A special treat toward end of my summer stay was hearing former Phoenix tenor saxophonist Tony Malaby, now based in New York City, who was in Paris to perform with two bands. The first was drummer Daniel Humair's trio at Sunside, a free-jazz experience that featured the reedsman shifting from high-screaming to low-growling contrasts, along with multiphonic murmurs. Later in the week, Malaby performed with [bassist] Charlie Haden's Liberation Music Orchestra at the Jazz a la Villette festival.
Despite the global reputation of the French as smokers, several jazz clubs now have signs that request no smoking during the sets, or only at the bar area. Although many have admission charges, there are many more that do not, especially for jam sessions.

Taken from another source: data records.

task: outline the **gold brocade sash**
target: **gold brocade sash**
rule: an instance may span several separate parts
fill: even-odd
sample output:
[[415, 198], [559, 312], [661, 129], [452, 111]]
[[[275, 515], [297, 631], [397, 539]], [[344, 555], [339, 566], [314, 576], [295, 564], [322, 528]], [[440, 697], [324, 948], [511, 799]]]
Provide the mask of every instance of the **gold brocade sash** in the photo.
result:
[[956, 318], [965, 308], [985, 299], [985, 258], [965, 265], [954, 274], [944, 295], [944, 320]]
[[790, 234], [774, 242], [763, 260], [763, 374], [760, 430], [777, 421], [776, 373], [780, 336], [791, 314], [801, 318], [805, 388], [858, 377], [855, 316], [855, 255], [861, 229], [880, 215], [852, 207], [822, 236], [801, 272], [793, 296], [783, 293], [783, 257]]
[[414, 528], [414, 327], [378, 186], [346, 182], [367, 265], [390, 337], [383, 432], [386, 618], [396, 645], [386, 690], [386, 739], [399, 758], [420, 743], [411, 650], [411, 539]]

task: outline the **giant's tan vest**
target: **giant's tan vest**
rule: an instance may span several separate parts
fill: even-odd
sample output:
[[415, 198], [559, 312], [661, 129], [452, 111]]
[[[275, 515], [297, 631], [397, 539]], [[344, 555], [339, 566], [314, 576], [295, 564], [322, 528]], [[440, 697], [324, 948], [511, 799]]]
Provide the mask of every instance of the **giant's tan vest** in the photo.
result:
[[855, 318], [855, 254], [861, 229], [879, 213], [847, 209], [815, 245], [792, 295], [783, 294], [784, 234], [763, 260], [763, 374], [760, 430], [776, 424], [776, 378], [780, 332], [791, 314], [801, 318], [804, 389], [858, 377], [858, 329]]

Le boeuf is the French term for a jam, and I've had many discussions (in English and French) to try to find out why. No one seems to know the origin. I've explained that the word "jam in English is logical, because making that foodstuff requires a mixture of ingredients (musicians), and it has to "cook until it's "hot. I did find out, consulting a Larousse French dictionary, that there is a slang expression, C'est boeuf! that means "It's terrific. Ah, but which came first, the jam or the slang? No one seems to know. I continue my global sleuthing.